Posted by Bob on November 09, 2001
In Reply to: Close but no cigar posted by R. Berg on November 09, 2001
: : "Close but no cigar." I think it means "Sorry, but your answer is wrong." But why a cigar? I'm wondering if cigars were carnival prizes at one time.
: Yes, they were. For a right answer, the response is "Give that man a cigar."
: I (in the U.S.) gather from reading that in the U.K. coconuts are or were used the same way. Eric Partridge, "a Dictionary of Catch Phrases," cites a saying "Give that gentleman a coconut."

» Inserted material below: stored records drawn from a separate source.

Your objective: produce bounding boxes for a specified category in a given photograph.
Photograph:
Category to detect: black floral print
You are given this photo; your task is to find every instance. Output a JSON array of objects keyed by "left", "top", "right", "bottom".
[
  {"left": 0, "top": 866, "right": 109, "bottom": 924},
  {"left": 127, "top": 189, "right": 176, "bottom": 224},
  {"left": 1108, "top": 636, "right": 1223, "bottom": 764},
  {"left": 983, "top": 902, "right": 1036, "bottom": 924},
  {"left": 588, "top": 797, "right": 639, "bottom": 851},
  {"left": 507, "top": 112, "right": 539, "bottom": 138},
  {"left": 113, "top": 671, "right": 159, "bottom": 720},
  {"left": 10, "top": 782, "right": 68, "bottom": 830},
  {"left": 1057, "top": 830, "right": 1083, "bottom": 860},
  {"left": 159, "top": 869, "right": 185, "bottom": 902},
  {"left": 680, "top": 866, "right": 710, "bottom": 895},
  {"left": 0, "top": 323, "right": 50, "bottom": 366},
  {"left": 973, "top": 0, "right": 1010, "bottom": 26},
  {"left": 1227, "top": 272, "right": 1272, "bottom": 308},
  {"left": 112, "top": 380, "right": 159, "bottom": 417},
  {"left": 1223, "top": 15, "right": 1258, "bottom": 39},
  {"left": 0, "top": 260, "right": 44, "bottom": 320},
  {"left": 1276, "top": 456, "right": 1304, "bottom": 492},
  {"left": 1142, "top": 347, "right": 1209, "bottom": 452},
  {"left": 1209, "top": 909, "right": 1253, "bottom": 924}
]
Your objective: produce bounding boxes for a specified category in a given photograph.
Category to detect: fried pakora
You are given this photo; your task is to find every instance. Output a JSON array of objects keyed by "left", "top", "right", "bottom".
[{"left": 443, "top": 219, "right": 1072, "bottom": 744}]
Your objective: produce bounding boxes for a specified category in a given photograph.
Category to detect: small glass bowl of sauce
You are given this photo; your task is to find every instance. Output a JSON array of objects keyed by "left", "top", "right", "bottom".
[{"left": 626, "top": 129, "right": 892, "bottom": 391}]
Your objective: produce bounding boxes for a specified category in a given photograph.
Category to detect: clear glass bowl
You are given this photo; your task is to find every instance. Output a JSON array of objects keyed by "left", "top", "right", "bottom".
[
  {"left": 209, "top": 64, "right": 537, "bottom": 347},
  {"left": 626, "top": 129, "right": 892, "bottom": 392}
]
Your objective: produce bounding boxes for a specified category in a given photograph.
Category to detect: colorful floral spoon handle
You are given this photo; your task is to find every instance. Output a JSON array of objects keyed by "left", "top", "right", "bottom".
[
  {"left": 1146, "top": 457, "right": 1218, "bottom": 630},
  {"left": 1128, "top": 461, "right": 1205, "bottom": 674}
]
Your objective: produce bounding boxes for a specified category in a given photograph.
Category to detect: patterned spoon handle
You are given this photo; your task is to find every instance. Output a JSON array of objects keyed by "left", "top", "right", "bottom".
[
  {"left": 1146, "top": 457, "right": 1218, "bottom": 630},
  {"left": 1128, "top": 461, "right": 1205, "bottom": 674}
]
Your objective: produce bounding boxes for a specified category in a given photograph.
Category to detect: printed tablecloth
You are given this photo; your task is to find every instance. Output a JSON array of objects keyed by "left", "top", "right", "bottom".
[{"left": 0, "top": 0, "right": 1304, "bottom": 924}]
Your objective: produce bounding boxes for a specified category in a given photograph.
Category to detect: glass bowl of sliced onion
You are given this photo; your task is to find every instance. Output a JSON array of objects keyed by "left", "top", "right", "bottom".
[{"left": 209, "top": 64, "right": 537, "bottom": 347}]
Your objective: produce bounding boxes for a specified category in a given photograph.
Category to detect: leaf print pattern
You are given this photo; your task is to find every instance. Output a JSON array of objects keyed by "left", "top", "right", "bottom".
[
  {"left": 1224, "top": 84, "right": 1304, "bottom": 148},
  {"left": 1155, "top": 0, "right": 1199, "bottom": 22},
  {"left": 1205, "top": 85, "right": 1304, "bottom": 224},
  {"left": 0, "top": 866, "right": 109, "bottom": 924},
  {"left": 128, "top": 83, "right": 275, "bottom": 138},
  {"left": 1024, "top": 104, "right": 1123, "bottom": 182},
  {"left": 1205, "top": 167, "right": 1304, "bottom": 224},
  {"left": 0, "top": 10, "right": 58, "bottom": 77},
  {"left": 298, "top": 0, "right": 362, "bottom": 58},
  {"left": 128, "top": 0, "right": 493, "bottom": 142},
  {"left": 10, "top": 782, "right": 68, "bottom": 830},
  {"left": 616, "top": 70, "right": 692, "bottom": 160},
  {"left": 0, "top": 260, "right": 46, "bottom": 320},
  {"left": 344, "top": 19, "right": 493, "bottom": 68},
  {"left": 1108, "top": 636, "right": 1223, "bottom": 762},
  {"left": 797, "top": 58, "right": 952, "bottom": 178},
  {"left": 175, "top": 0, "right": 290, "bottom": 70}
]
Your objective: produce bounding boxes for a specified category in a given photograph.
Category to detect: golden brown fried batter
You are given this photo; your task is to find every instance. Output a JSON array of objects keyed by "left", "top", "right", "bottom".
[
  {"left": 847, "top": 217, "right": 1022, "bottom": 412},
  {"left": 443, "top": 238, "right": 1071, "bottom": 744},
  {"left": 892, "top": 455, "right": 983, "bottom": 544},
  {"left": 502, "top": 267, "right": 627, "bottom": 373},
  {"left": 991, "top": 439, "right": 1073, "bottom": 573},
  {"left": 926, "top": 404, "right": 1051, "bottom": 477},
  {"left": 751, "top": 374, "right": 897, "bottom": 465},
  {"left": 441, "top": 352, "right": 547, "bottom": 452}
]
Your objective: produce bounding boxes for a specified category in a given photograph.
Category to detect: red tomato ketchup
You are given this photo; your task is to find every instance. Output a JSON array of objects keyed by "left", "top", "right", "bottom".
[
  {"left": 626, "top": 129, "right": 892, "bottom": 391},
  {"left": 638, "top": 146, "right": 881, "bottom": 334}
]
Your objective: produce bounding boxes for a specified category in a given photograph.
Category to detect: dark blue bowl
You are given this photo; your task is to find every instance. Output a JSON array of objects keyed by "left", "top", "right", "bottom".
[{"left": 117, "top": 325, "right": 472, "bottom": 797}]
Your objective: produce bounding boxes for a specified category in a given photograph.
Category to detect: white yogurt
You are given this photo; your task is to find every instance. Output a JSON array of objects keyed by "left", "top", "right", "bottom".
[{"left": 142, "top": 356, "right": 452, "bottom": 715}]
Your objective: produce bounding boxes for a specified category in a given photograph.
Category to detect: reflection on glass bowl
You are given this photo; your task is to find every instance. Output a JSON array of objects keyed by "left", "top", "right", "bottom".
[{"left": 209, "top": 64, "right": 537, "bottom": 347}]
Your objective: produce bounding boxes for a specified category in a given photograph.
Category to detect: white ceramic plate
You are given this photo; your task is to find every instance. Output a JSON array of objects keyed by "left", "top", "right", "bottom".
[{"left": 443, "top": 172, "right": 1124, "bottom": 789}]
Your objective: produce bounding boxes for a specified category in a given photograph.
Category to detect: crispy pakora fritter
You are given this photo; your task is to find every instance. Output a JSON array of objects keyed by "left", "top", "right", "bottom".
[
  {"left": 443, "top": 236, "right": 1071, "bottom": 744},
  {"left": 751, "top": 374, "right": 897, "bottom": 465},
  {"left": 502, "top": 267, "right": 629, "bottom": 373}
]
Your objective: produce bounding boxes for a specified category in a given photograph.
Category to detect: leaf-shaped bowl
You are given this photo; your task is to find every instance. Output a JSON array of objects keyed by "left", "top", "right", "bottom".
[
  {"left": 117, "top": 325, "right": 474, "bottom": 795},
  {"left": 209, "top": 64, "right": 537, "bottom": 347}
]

Specifically, the carnival game was a "test of strength" where a man (trying mightily to impress the little lady) would swing a big mallet onto a lever that would launch a weighted projectile, guided up a rope towards a firebell. IF he was mighty enough, he would ring the bell, and win a cigar. There were gradations of failure, too, with little slogans written on the board behind the rope: "Weakling" at the bottom, to "Close" near the bell. There were (are?) two keys to the carney gag* and its profitability: teenage boys would get into competition, the result of testosterone poisoning, and (most important) the cost to participate was more than the cost of the cigar. *Gags was a carney word for such games, including Guess Your Age/Weight, etc. I knew people who owned an amusement park, and when interviewing the seasonal help, would automatically eliminate anyone who used the word Gag, as it made them morally suspect. They were probably correct in that assumption.